She’s the “it girl” of the screen right now with lead roles in a hit TV soapie and two upcoming movies. Meet Durban’s Jailoshini Naidoo
I’m relieved when Jailoshini bounces into the Musgrave restaurant where we’re finally meeting for a chat. After a good few weeks of my stalker behaviour, it’s good to see her in the flesh, as fresh and lovely as she looks on the screen.
Her reticence about the interview was not because she’s a diva, but because she has so little spare time.
Working 12 hours a day Monday to Friday filming the e.tv drama Imbewu: The Seed and hosting a Lotus FM radio show on Saturdays doesn’t leave much leeway. Add her MC work and throw in a few movies and it’s no wonder she’s hard to get.
But when you do pin her down, you get the very best of one of Durban’s most prolific stars, who also happens to be really grounded and totally captivating.
On January 25, 2019 she returned to the silver screen in
3 Days To Go, a local family drama in which she plays Melissa Isaac, one of four dysfunctional siblings who return home for their father’s funeral.
“It’s a beautiful movie which tells the familiar story of siblings who pretend their lives are perfect when they’re actually terrible,” says Jailoshini. “I’m the oldest sister who has a complicated and miserable life with an abusive husband and a wayward daughter. Simply, I’m washed out.”
It’s an interesting role for Jailoshini whose real self is so far removed from Melissa’s character. “It certainly extended me as an actress and made me dig deep, which is great because I would hate to be stereotyped.”
She loved working with writer and director Bianca Isaac for the first time, was “charmed” to work with Indian actress Lillete Dubey (who plays her mother) and was thrilled to be reunited with her “old” friend Leeanda Reddy, who plays one of her sisters.
“Working together was great fun and we are all so proud that the film was entirely made in and around Durban, with the family home set in Kloof. From the beaches to the city, it really showcases Durban and its people.”
Another movie in which Jailoshini plays a lead role is Keeping Up With The Kandasamys which was released in 2016 to become South Africa’s highest grossing movie worldwide.

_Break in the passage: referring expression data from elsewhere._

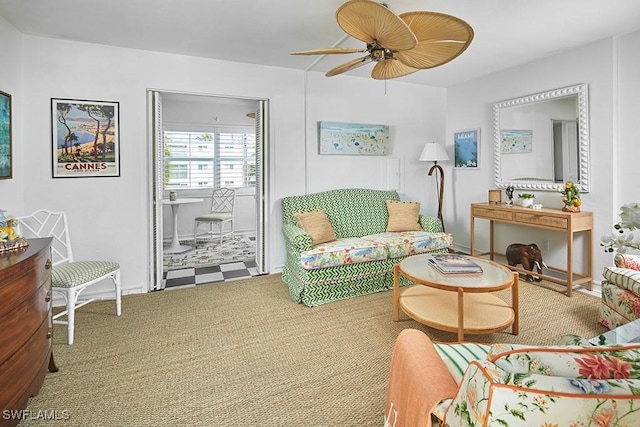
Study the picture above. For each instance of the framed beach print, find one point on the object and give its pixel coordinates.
(6, 162)
(85, 138)
(466, 146)
(353, 139)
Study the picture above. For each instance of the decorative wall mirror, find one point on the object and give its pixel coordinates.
(542, 140)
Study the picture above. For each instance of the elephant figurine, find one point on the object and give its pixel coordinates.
(527, 255)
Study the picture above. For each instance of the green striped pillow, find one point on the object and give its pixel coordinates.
(458, 356)
(624, 278)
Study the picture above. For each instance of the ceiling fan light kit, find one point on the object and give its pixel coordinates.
(398, 44)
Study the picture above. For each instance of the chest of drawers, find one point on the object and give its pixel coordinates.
(25, 326)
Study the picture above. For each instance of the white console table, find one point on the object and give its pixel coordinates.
(175, 247)
(549, 219)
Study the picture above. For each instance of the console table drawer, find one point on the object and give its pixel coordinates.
(542, 220)
(499, 215)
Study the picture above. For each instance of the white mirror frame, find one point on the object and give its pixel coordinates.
(583, 137)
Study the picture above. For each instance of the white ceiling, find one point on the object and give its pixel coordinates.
(507, 32)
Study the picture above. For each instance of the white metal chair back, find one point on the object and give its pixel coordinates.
(44, 223)
(223, 200)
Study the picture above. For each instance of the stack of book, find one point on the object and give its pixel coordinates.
(454, 263)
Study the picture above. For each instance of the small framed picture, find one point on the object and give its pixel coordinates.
(466, 146)
(6, 162)
(85, 138)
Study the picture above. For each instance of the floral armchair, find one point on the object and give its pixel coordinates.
(469, 384)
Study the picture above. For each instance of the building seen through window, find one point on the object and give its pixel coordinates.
(201, 160)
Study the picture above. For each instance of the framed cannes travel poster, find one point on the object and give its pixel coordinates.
(466, 147)
(85, 136)
(5, 136)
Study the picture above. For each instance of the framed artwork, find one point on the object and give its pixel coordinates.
(85, 138)
(353, 139)
(466, 148)
(6, 169)
(513, 141)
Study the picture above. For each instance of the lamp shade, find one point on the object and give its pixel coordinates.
(433, 152)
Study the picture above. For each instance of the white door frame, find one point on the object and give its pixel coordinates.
(156, 181)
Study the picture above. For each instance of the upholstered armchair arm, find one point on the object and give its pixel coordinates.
(430, 224)
(296, 238)
(631, 261)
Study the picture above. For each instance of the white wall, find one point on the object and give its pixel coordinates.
(11, 198)
(627, 111)
(613, 94)
(109, 216)
(415, 115)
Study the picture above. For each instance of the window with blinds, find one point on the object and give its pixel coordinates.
(201, 160)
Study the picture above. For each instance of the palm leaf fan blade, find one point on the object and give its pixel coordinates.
(441, 38)
(369, 21)
(391, 69)
(329, 50)
(347, 66)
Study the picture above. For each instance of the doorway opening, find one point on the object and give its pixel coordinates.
(200, 143)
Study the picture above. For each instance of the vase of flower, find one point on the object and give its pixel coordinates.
(526, 199)
(570, 197)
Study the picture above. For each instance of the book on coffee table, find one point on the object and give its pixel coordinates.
(454, 263)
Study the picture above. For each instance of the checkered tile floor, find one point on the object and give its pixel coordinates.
(202, 275)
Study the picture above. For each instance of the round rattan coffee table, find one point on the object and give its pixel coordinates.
(461, 303)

She reprises her role as Jennifer Kandasamy in the sequel Kandasamys: The Wedding due for release in April this year, which Jailoshini promises will be “bigger and better” than the first movie.
The shy young Chatsworth girl who only discovered her love for drama in high school is not only an acclaimed film and TV actress, but also an accomplished comedian and an award-winning stage actress, whose one-woman play At The Edge is legendary.
Until 10 years ago she was also a full-time drama teacher. “I majored in Education, English and Drama at the University of Durban Westville and although I wanted to act, my family didn’t think it was a real job.”
“When I walked into the campus drama department, I knew I was home. I lived and breathed theatre, but I decided teaching was my safety net.”
She kept both jobs for several years, and still managed to work as an M-Net continuity TV presenter.
“I’d finish school on a Friday afternoon, fly to Joburg and work all weekend and then fly back on the red-eye on a Monday morning in time to get to school,” she laughs.
The woman with the loveable Aunty Rumba alter ego thanks her role as the “colourful, coloured hobbo” Natasha in Themi Venturas’s production of Jimbo at the Playhouse as being a turning point in her career.
“It got me an interview with SABC’s Eastern Mosaic where I then worked as an anchor presenter for ten years travelling all over the country and the world. It also introduced me to Durban producer Steven Stead, who I subsequently did a lot of work with and who is now one of my closest friends.”
While she has tried every performing genre with great success, it is still the stage that truly captures her heart.
“I love them all, but it’s the smell and feel of a theatre, having the audience right there and the immediacy of their reaction that feeds my soul,” she says. “TV and film are a lot of hurry-up-and-wait – you need the patience of a saint.
“A lot of people want to be actors because they think it’s glamorous and they’ll be famous. It’s bloody hard work and fame should have nothing to do with it. It’s a crazy life and if you don’t have the passion, you’ll never have the longevity.”
Jailoshini has the passion in spades and the energy to match. “Everything I do is on fast forward and I always feel like I am rushing to get somewhere or do something.” Which is why she loves nothing more on a rare night off than putting her jarmies on and watching TV. “Having time out with myself or my closest friends – where I can just be me – is the most delicious and special thing.”